À Joshua, mon ami

Quelle année pourrie cette salope de 2026 ! Elle allait me prendre Joshua, mon meilleur ami, mon poto des 400 coups. Ses jours étaient comptés, c’était officiel. Les médecins lui donnaient quelques jours, peut-être une semaine. Il avait pourtant le sourire. C’est à n’y rien comprendre. Il avait fini par jeter l’éponge. Il disait à qui voulait bien entendre qu’il était prêt pour la grande évasion, qu’il serait en paix là-haut, à nous regarder nous épuiser telles des fourmis survoltées. Il avait déjà le regard « loin ». 

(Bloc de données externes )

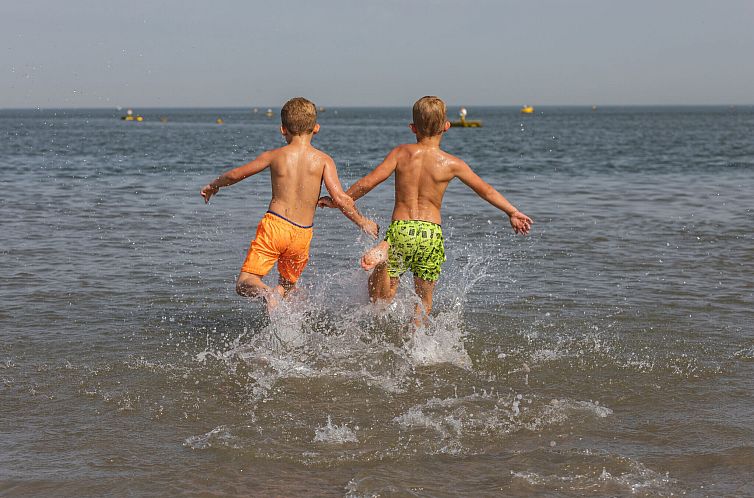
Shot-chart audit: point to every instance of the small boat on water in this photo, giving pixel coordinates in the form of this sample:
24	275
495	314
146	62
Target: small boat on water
130	116
463	122
527	109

Moi, je le voyais dépérir depuis deux ans. Pour ses remissions et ses rechutes, j’avais toujours été présent. Je ne l’avais jamais laissé tomber. Mais là, putain, bordel de merde, les médecins l’avaient renvoyé chez lui. « Chez lui, vous vous rendez compte ? »Relégué comme un jouet cassé que l’on aime plus. « Tant qu’il pouvait leur servir de cobaye, mettre une note au baromètre de la souffrance, servir de croque–seringue, là oui, il y avait des infirmières dévouées autour de lui. » 

Les culottes courtes sous leur blouse blanche se délectaient à chaque rechute, scrutant la bête noire, sous toutes ses formes. Analyses, microscopes dernier cri, I.R.M. ou échographies, gadgets innovants en tout genre : rien n’était trop cher pour voir le mal. « Hé, oh ! Nous autres, on est là ! On va mal, nous aussi on souffre, regardez-nous, bande de binoclards ! Votre jargon de bas étages que personne ne comprend, et nous retourne le cerveau, y en a marre ! »

Une larme coule, silencieuse, sur sa joue. Il ne l’a pas vu venir. Elle vient de loin. La bagarre, ça il connaît, il sait esquiver les coups, et en général il réussi toujours à en donner quelques-uns avant de tomber. Mais là… 

La buée qui sort de sa bouche, lui fait réaliser qu’il est toujours devant la maison. Il n’est pas entré. Bien que la morsure du froid ne l’atteigne pas, il a pourtant les doigts engourdis et des frissons parcourent son dos. Il fait un pas en avant, puis un autre en arrière. Il n’arrive pas à se décider, il ne sait pas s’il pourra affronter ce qui l’attend.

Il repense à sa première rencontre avec Joshua à l’école primaire Saint-Raphaël. Il se revoit penaud dans la cour à sa rentrée en CM1, alors qu’il ne connaissait personne, fixant le bout de ses chaussures, n’osant parler aux autres. Il n’avait jamais été de ceux qui se lancent sans filet. Joshua était venu se planter devant lui. «Tu joues à chat avec nous ? » Son regard pétillant et son sourire chocolaté l’avaient impressionné  d’emblée. Il avait hoché la tête et suivi ce meneur incontesté à qui on ne refusait rien. Depuis ils ne s’étaient plus quittés. Ils avaient enchaîné les soirées pyjamas chez l’un et l’autre, les parties de console jusque tard dans la nuit, leurs premiers questionnements sur les poils et les filles. Joshua l’avait littéralement embarqué dans toutes ses histoires, toute une vie. Au collège puis au lycée, ils étaient inséparables et faisaient tout ensemble. 

Arthur laisse enfin remonter tous les souvenirs à la surface. Il se souvient de leur première boum chez Kevin Lebaud, dans un appartement du 17e, sans surveillance des parents, le super kiffe. Son premier baiser avec la douce Marie qui sentait la vanille, Joshua lui tendant une drôle de cigarette et cette euphorie vaporeuse et planante qui s’en était suivie. Ils avaient tellement rigolé. Ils titubaient dans la rue en rentrant, réveillant les voisins sur leur passage. Ils étaient heureux, ils étaient beaux, ils étaient libres, ils avaient la vie devant eux. 

Et la fois où Joshua l’avait empêché de tabasser Boris. A quinze ans, Joshua avait déclamé avec une résolution absurde : « tu seras boxeur professionnel, et un sacrément bon, mon pote ». Il avait toujours su avant moi. Comme pour Elodie, ma compagne, qui se languissait depuis des mois. Bien sûr je n’avais rien vu. Mais Joshua, lui, m’avait botté le cul et obligé à l’inviter. Joshua était ma boussole, une barrière érigée devant ce précipice invisible qui m’attirait si souvent. 

Le crissement de la neige tassée derrière lui le fait sursauter. C’est Benjamin et Irène, ils sont là, eux aussi. Il ne sera pas seul ce soir pour veiller Joshua. Il leur adresse un regard reconnaissant, mais une partie de lui-même n’a qu’une envie : fuir.